Computation of the leading order contributions to the Lamb shift for the H atom using spectral regularization

TL;DR

This paper presents a straightforward derivation of the Uehling potential function for the Lamb shift in hydrogen, avoiding complex renormalization techniques, and extends the method to compute the electron self-energy contribution.

Contribution

The paper introduces a conceptually simple, renormalization-free derivation of the Uehling potential and electron self-energy contributions for the Lamb shift, facilitating higher-order QFT calculations.

Findings

Derived the Uehling potential without renormalization.

Computed a matrix-valued potential for electron self-energy.
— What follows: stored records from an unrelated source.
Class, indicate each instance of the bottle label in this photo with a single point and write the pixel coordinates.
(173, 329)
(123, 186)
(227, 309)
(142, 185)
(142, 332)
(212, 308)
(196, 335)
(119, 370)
Method applicable to multi-loop QFT computations.

Abstract

The Uehling contribution to the Lamb shift can be computed exactly in terms of the Uehling potential function. However derivations of this function are complex involving avoiding divergences using intricate techniques from early quantum field theory (QFT) or else more modern approaches using charge and mass renormalization. In the present paper we derive the Uehling potential function in a fairly conceptually straightforward way not involving renormalization in which the vacuum polarization tensor is viewed as a Lorentz invariant 2-tensor valued measure on Minkowski space. Furthermore we compute a complex matrix valued potential function for the electron self-energy contribution to the Lamb shift. The resulting potential function is derived in a conceptually simple way not involving renormalization and can be used for higher order computations in QFT involving multiple loops.